RabbitMQ server keeps shutting down continuously

1,486 views
Skip to first unread message

Shobhana Sriram

unread,
Sep 27, 2018, 1:56:51 AM9/27/18
to rabbitmq-users
Hi,

We have a RabbitMQ server which was working fine for the past 9+ months. We use this server to exchange only non-persistent MQTT messages on Topics between our server and apps running on Android and iOS devices. We have tens of thousands of users active everyday. Roughly the no of topics is equal to twice the no of users! This server runs on a 16 vCPU, 60 GB RAM node. Since the users' mobile devices may not be connected to the internet always, there is a possibility of message getting piled up at the server. Many a times I have seen more than 800K messages ready to be delivered. So we have set TTL and expiry policy for 2 hours.

Since last 4 days, we have observed that this server crashes at least once everyday. I wanted to try by reducing the load on this server. So I setup another server (say Server2) which will be used for exchanging one specific category of messages. All other category of messages will be exchanged via the original server.

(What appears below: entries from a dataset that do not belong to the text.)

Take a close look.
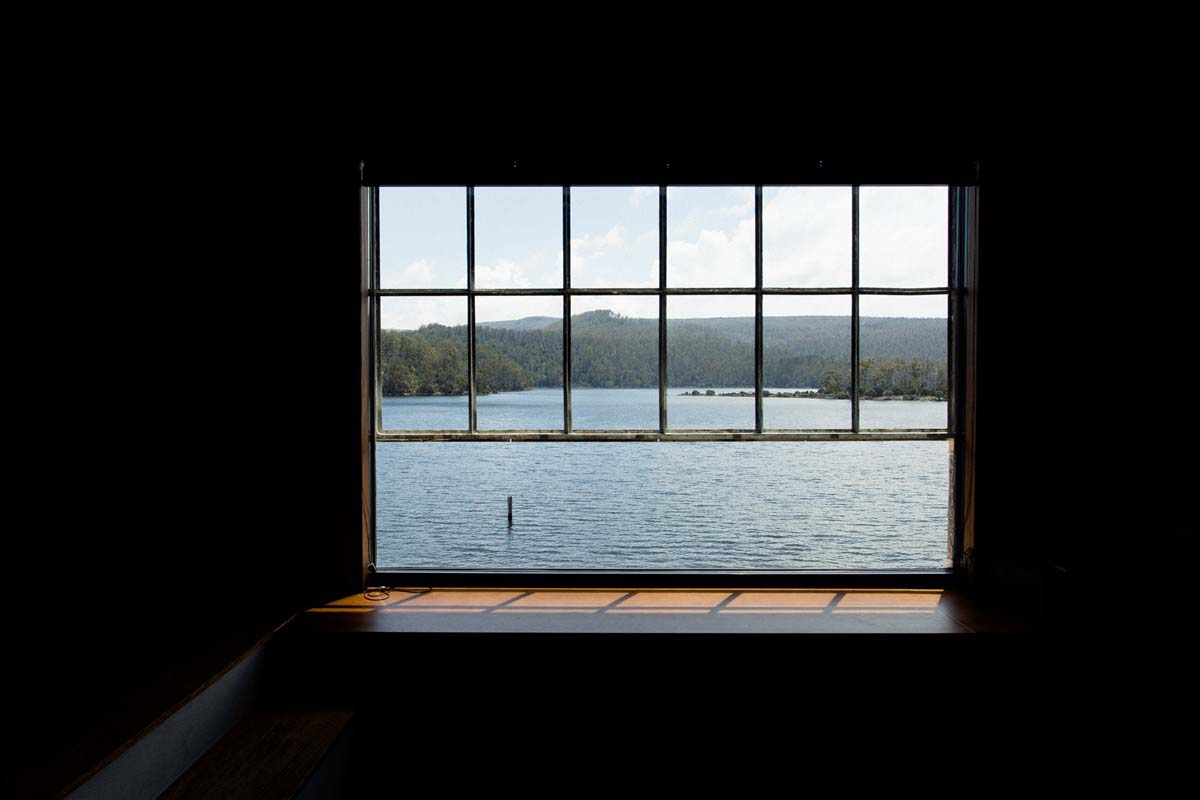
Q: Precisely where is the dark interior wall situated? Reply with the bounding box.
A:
[974,155,1070,624]
[8,152,360,796]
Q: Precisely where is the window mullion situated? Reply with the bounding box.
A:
[850,184,859,433]
[754,186,763,433]
[367,186,383,431]
[467,186,478,433]
[563,186,572,433]
[659,185,667,433]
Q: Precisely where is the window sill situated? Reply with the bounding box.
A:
[296,587,1025,634]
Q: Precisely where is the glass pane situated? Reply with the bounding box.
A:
[762,186,853,288]
[376,441,949,570]
[379,187,467,289]
[571,186,659,289]
[858,295,949,429]
[667,186,755,288]
[475,297,563,431]
[762,295,852,431]
[858,186,949,288]
[667,295,755,431]
[571,297,659,431]
[475,186,563,287]
[379,297,468,431]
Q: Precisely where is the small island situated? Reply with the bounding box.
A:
[378,311,947,401]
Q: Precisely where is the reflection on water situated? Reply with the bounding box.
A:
[376,389,949,570]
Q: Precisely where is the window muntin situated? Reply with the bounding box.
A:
[376,181,953,569]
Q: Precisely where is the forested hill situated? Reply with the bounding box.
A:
[382,311,946,397]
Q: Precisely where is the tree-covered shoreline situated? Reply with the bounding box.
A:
[380,311,946,399]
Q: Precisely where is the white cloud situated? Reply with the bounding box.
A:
[629,186,659,209]
[475,258,533,289]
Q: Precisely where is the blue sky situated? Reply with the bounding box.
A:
[379,187,947,329]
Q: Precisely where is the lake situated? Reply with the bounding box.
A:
[376,387,950,570]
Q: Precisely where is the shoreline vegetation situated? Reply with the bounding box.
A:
[678,389,946,402]
[379,311,947,399]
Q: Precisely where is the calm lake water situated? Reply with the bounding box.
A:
[376,387,950,570]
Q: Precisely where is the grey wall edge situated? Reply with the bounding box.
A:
[66,642,264,800]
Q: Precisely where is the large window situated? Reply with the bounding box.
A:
[364,170,965,582]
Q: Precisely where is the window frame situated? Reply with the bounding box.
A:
[360,162,978,588]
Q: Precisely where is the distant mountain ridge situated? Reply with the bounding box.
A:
[380,311,947,397]
[480,309,947,360]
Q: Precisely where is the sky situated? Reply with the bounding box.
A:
[379,186,947,329]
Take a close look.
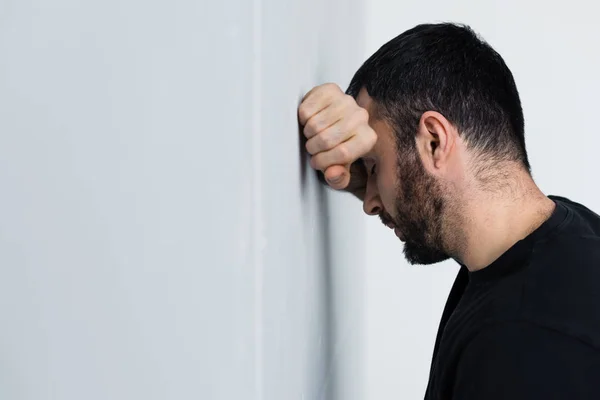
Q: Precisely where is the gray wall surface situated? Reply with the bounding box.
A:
[0,0,364,400]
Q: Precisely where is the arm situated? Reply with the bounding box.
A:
[452,322,600,400]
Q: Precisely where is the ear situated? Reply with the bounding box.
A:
[416,111,458,174]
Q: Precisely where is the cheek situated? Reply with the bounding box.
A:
[377,174,398,217]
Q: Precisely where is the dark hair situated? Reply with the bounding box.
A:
[347,23,531,172]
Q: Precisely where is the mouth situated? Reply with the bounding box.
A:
[379,215,406,242]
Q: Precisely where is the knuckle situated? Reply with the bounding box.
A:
[305,118,320,135]
[343,94,356,106]
[319,135,336,150]
[298,104,311,124]
[337,144,352,164]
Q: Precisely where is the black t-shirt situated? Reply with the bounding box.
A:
[425,196,600,400]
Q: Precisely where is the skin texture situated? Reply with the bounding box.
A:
[298,84,555,271]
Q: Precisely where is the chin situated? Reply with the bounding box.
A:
[404,242,450,265]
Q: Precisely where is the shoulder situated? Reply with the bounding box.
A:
[454,321,600,399]
[520,198,600,348]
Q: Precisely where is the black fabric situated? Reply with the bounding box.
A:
[425,196,600,400]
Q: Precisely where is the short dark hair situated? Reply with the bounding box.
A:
[347,23,531,172]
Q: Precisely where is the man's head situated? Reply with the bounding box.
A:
[347,24,530,264]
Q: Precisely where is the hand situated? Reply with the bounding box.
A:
[298,83,377,189]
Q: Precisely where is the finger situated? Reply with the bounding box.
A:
[310,127,376,171]
[324,165,350,190]
[298,83,341,125]
[304,100,369,154]
[304,102,346,139]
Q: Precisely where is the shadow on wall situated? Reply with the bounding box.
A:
[298,114,337,399]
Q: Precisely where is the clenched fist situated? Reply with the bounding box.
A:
[298,83,377,189]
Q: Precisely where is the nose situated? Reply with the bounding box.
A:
[363,179,383,215]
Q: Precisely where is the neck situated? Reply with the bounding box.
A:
[448,170,555,271]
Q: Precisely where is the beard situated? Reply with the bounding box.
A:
[380,151,450,265]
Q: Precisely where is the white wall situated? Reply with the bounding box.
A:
[364,0,600,399]
[0,0,364,400]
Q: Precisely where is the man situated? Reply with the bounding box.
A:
[298,24,600,400]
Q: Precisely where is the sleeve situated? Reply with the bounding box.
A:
[452,322,600,400]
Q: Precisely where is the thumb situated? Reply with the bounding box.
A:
[324,165,350,190]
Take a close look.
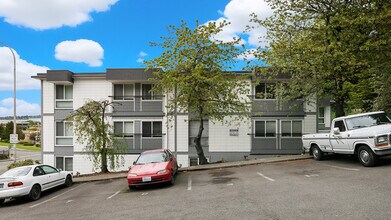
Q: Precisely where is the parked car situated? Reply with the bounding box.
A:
[302,112,391,167]
[0,164,73,205]
[127,149,178,189]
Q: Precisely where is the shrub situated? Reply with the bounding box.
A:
[7,159,34,170]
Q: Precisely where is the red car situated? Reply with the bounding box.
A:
[128,149,178,189]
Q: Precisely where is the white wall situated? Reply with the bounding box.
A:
[163,115,189,152]
[42,115,55,152]
[209,117,251,152]
[73,79,113,109]
[42,154,55,167]
[42,81,55,114]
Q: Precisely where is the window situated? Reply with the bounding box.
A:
[142,84,162,100]
[318,107,324,124]
[334,120,346,132]
[255,121,276,137]
[281,120,302,137]
[56,85,73,109]
[114,121,134,137]
[56,157,73,171]
[40,165,58,174]
[255,83,276,99]
[56,122,73,146]
[114,84,134,100]
[142,121,162,137]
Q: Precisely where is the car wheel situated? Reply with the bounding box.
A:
[357,146,377,167]
[29,184,41,201]
[65,175,73,187]
[311,146,324,160]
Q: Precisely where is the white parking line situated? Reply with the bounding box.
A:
[30,183,85,208]
[187,176,192,190]
[107,191,121,199]
[304,174,319,177]
[258,172,274,182]
[324,164,360,171]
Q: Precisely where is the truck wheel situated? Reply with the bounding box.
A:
[357,146,377,167]
[312,146,324,160]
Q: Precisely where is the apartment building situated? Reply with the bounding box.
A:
[33,68,331,174]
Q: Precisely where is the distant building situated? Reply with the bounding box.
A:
[33,69,331,174]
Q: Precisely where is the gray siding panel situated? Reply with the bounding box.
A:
[142,138,163,150]
[54,146,73,157]
[54,109,73,121]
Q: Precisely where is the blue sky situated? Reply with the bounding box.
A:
[0,0,271,117]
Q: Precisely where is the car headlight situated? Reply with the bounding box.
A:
[157,170,168,174]
[128,173,137,177]
[376,135,388,145]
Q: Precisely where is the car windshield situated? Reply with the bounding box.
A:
[0,167,31,177]
[346,113,391,130]
[136,152,168,164]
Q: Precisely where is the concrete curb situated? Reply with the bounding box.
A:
[73,155,312,183]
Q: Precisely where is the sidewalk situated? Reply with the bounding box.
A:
[73,154,312,183]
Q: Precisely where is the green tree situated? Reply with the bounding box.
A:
[68,100,124,173]
[146,21,249,164]
[252,0,391,116]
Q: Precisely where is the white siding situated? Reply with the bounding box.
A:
[73,79,113,109]
[303,114,317,134]
[177,155,189,167]
[42,154,55,167]
[42,81,55,114]
[42,115,55,152]
[209,119,251,152]
[166,115,189,152]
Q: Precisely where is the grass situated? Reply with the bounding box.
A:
[0,141,41,151]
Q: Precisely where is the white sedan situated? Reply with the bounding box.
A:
[0,164,73,205]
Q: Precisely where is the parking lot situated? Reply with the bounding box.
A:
[0,156,391,219]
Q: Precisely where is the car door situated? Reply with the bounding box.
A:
[330,120,349,153]
[40,165,65,188]
[33,166,49,191]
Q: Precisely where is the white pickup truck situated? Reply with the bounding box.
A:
[302,112,391,167]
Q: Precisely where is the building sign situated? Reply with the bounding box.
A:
[229,129,239,136]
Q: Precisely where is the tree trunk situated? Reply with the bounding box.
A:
[335,100,345,117]
[101,147,109,173]
[194,118,208,165]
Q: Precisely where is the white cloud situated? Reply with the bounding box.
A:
[55,39,104,67]
[138,51,148,57]
[0,47,49,90]
[0,0,118,30]
[208,0,273,46]
[0,98,41,117]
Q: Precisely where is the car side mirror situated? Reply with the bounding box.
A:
[334,128,341,135]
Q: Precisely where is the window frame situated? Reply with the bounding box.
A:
[113,83,136,101]
[54,156,73,172]
[54,121,74,147]
[253,119,278,138]
[280,119,303,138]
[141,120,163,139]
[113,120,135,138]
[254,82,277,100]
[141,83,163,101]
[54,84,73,109]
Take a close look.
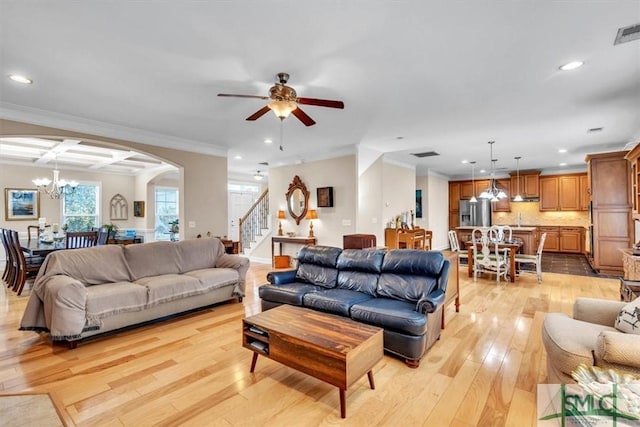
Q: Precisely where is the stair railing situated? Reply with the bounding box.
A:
[238,189,269,252]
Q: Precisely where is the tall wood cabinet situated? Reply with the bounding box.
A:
[586,151,634,275]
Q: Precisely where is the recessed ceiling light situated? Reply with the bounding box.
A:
[560,61,584,71]
[9,74,33,85]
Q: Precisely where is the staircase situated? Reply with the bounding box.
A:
[238,189,270,254]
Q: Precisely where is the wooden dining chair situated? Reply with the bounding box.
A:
[9,230,44,295]
[65,231,98,249]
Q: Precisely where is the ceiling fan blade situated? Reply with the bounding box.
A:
[296,98,344,109]
[218,93,269,99]
[292,107,316,126]
[242,105,271,121]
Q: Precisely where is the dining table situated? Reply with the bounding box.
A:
[20,239,66,257]
[465,240,523,283]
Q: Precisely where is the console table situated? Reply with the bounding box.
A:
[271,236,316,267]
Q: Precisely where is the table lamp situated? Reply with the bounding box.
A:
[304,209,318,237]
[278,210,285,236]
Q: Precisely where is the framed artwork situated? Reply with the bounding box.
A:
[133,200,144,217]
[4,188,40,221]
[316,187,333,208]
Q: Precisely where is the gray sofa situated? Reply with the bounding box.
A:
[258,246,450,367]
[20,238,249,347]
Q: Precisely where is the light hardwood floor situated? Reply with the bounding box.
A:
[0,264,619,427]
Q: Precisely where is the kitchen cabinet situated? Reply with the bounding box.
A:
[540,176,560,211]
[510,171,540,199]
[625,144,640,220]
[586,151,635,275]
[538,227,560,252]
[560,227,584,254]
[540,174,589,211]
[492,178,515,212]
[579,174,591,211]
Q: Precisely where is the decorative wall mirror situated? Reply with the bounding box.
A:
[286,175,309,225]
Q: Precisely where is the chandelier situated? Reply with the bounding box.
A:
[33,162,78,199]
[480,141,507,202]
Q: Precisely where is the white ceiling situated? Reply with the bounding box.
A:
[0,0,640,181]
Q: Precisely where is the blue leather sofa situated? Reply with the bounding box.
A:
[258,246,450,367]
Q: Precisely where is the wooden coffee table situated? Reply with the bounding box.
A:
[242,305,384,418]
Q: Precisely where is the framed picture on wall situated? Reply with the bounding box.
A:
[133,200,144,217]
[4,188,40,221]
[316,187,333,208]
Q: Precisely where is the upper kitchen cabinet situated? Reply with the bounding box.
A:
[510,171,540,199]
[625,144,640,220]
[540,174,589,211]
[586,151,634,275]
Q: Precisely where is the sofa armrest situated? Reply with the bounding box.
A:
[573,298,627,327]
[595,331,640,370]
[267,270,296,285]
[416,289,445,314]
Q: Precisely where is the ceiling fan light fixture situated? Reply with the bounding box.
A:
[267,100,298,120]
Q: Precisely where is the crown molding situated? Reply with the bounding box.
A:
[0,102,227,157]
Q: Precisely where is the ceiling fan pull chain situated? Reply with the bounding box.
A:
[280,118,284,151]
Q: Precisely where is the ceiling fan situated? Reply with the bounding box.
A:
[218,73,344,126]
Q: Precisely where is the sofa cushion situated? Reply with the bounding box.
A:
[258,282,324,306]
[123,242,182,281]
[136,274,206,306]
[302,288,373,317]
[336,249,384,296]
[296,246,342,288]
[542,313,615,374]
[351,298,428,335]
[39,245,131,286]
[86,282,148,321]
[185,268,240,290]
[615,298,640,335]
[175,238,225,273]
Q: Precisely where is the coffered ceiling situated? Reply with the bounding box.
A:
[0,0,640,181]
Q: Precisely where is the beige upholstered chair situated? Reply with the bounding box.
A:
[516,233,547,283]
[542,298,640,384]
[471,228,509,283]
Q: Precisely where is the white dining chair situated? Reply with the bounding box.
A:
[471,228,509,284]
[516,233,547,283]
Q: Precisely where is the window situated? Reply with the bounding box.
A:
[155,187,179,240]
[62,183,100,231]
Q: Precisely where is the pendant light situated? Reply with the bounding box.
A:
[469,161,478,203]
[480,141,507,202]
[513,156,522,202]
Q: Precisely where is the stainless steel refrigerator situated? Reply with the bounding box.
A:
[460,199,491,227]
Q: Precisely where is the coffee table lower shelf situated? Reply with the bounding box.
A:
[242,305,384,418]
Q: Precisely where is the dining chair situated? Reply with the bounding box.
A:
[471,228,509,283]
[9,230,44,295]
[516,233,547,283]
[447,230,469,262]
[65,231,98,249]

This Server2 has same configurations as that of the original server, except the following differences :
a) Server1 run 3.6.14-1 version and Server2 runs 3.6.15-1 version
b) The TTL and expiry is set to 2 hours on Server1, and to 15 minutes only in Server2

But this Server2 keeps crashing continuously. I tried by resetting the broker to its virgin state and then restarted the VM instance several times. Server starts up fine, but stops working within 1-2 minutes. There is no crash dump file anywhere. I found a bunch of error messages in both .log and sasl logs, but couldn't understand what is causing these error messages. I have seen some of these error messages in Server1 also, but Server1 is running fine for past 12 hours. 

When the broker is down, the app has intelligence to queue up messages to be published and retry when the connection to the broker is successful. Maybe this sudden increase in the no of messages that get posted to the server is causing some issue? 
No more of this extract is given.